# Hashing large messages, how does it work?

Is the message divided into chunks, each chunk hashed separately, or something else?

• are you using a library or thinking about the internals? – kelalaka Sep 23 '19 at 9:04
• just overall how it usually works – H45hish Sep 23 '19 at 9:05

Hashing small messages works identical to hashing large messages.

Merkle–Damgård construction:

Currently the most common hash functions are based on the Merkle–Damgård construction (i.e. MD5, SHA1 and SHA2).

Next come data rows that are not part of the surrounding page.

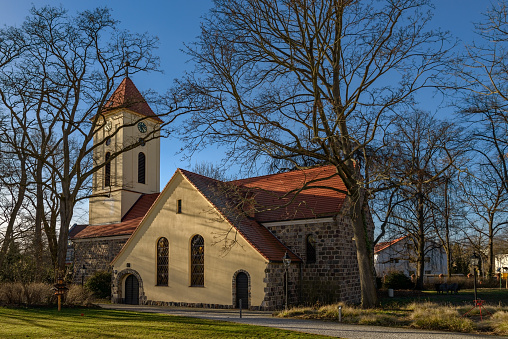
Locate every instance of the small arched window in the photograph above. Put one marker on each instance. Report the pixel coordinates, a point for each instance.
(162, 261)
(311, 249)
(107, 170)
(197, 261)
(141, 167)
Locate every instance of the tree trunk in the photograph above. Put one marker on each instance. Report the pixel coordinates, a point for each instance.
(364, 255)
(66, 211)
(420, 242)
(490, 255)
(14, 213)
(39, 214)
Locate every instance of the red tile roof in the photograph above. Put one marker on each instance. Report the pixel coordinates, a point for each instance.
(128, 96)
(270, 190)
(384, 245)
(127, 226)
(276, 199)
(257, 235)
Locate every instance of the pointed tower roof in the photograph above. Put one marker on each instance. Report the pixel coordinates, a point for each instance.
(128, 96)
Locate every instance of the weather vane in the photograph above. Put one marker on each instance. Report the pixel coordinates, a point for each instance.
(127, 64)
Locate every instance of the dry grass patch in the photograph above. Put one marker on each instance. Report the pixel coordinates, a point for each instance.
(350, 315)
(435, 317)
(499, 323)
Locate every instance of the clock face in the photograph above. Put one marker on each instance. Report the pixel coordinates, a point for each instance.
(108, 125)
(142, 127)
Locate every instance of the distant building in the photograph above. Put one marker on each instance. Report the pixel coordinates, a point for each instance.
(399, 254)
(501, 264)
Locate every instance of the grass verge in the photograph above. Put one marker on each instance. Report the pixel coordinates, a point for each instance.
(422, 315)
(99, 323)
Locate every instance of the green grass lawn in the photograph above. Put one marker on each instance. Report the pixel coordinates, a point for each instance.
(98, 323)
(492, 296)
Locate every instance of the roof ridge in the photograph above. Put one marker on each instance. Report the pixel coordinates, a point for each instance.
(282, 173)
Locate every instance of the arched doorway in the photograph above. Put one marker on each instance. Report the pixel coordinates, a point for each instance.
(242, 290)
(131, 290)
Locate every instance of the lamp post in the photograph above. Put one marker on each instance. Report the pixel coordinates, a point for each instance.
(287, 261)
(475, 260)
(82, 270)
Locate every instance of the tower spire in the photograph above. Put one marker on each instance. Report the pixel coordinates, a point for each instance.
(127, 64)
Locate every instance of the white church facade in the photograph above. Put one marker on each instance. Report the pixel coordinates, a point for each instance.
(206, 243)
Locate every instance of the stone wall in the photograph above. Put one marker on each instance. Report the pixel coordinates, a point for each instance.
(333, 277)
(275, 286)
(96, 255)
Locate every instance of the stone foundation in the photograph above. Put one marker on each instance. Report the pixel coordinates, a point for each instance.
(95, 254)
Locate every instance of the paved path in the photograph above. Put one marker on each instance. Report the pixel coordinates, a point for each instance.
(329, 328)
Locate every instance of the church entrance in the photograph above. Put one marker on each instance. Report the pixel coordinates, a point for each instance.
(131, 290)
(242, 290)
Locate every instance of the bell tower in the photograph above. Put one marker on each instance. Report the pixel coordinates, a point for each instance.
(126, 175)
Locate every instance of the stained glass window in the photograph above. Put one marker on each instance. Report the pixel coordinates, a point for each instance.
(107, 171)
(197, 261)
(311, 249)
(141, 167)
(162, 261)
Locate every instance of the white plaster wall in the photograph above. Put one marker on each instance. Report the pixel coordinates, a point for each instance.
(196, 218)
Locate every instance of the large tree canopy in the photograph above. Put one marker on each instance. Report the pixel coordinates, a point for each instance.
(291, 79)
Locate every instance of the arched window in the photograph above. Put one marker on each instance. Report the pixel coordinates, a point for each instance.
(311, 249)
(107, 171)
(197, 261)
(141, 167)
(162, 261)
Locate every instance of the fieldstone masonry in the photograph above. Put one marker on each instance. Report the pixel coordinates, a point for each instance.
(333, 277)
(95, 254)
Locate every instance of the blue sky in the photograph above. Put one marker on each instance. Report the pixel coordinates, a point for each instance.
(176, 22)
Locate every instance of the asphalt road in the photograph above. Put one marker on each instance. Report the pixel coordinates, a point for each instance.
(333, 329)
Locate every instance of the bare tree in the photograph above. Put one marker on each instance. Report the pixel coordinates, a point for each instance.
(59, 82)
(487, 203)
(283, 79)
(424, 150)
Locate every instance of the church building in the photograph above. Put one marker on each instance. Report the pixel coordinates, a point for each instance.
(206, 243)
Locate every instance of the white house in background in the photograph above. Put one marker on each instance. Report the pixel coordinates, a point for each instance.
(396, 255)
(501, 262)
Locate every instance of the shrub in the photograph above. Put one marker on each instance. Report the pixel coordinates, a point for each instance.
(38, 294)
(499, 323)
(433, 317)
(397, 281)
(100, 284)
(78, 296)
(33, 294)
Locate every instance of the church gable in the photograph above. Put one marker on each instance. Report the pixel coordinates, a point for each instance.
(178, 226)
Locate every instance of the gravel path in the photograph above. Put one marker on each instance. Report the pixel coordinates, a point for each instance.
(332, 329)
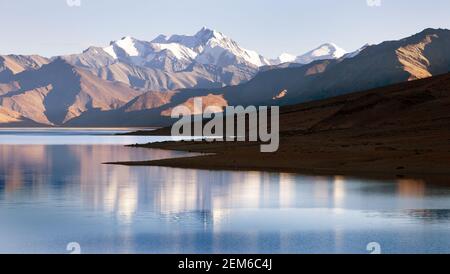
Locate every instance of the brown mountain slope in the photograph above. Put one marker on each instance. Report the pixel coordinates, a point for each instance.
(399, 130)
(59, 92)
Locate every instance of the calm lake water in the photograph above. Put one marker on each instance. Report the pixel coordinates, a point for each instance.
(54, 190)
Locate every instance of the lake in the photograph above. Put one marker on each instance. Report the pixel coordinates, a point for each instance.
(54, 190)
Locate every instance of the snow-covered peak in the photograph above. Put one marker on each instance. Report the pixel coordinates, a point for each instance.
(207, 46)
(356, 52)
(323, 52)
(284, 58)
(215, 48)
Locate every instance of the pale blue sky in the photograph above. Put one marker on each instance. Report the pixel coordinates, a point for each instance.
(51, 27)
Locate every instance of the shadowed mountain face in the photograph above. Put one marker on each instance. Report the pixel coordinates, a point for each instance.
(94, 89)
(399, 130)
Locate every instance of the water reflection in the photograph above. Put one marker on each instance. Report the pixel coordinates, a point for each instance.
(65, 190)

A message is divided into equal sized blocks and then each block goes through a one way compression function (to be exact, the next to be compressed block is appended to the compressed result so far to get a size-reduction). If you have a large message then it just has more blocks and therefore takes a little bit longer.

• Thanks. I have an idea for a one-way function that uses a public ledger as a "labyrinth", and the message as a "map", and thought that most of the technical issues such as... how to hash large messages, have been solved long ago. What you describe is my exact own ideas for how to combine my one way function with large messages. – H45hish Sep 23 '19 at 9:50

While hashing, the messages are divided into chunks and padded so that a message is fit into the chunks, properly. For example in SHA-256 the message appended 1, then many zeroes and finally the message size in 64-bit added. The total size must be $$x$$ multiple of 512 where $$x$$ is minimum.

No, they are not separately hashed, they are chained. If not it how would you combine the output? If you don't combine what is a hash there? There is actually, hash trees famously know as Merkle Trees used to verify data blocks, or many files where you only keep the root hash.

SHA-256, for example, uses Merkle–Damgård (MD) construction in which a compression function $$F$$ which is

$$F:\{0,1\}^{256}\times\{0,1\}^{512}\to\{0,1\}^{256}$$

The 512-bit input space is the message space. 256-bit input space is the previous hash, if it is the first block then an IV is used.

let $$M\mathbin\|pad=m_1\mathbin\|m_2\mathbin\|\ldots\mathbin\|m_\ell$$ $$H_i = F(m_i,H_{i-1})$$ with $$H_0 = IV$$ then

$$\operatorname{SHA-256}(M||pad) = F(m_\ell, F\ldots F(IV,m_1)\ldots))$$

This tells you about the MD construction, MD5, SHA-1, SHA-2 uses MD. There is also sponge construction that SHA-3 is based on, which left the OP as an exercise.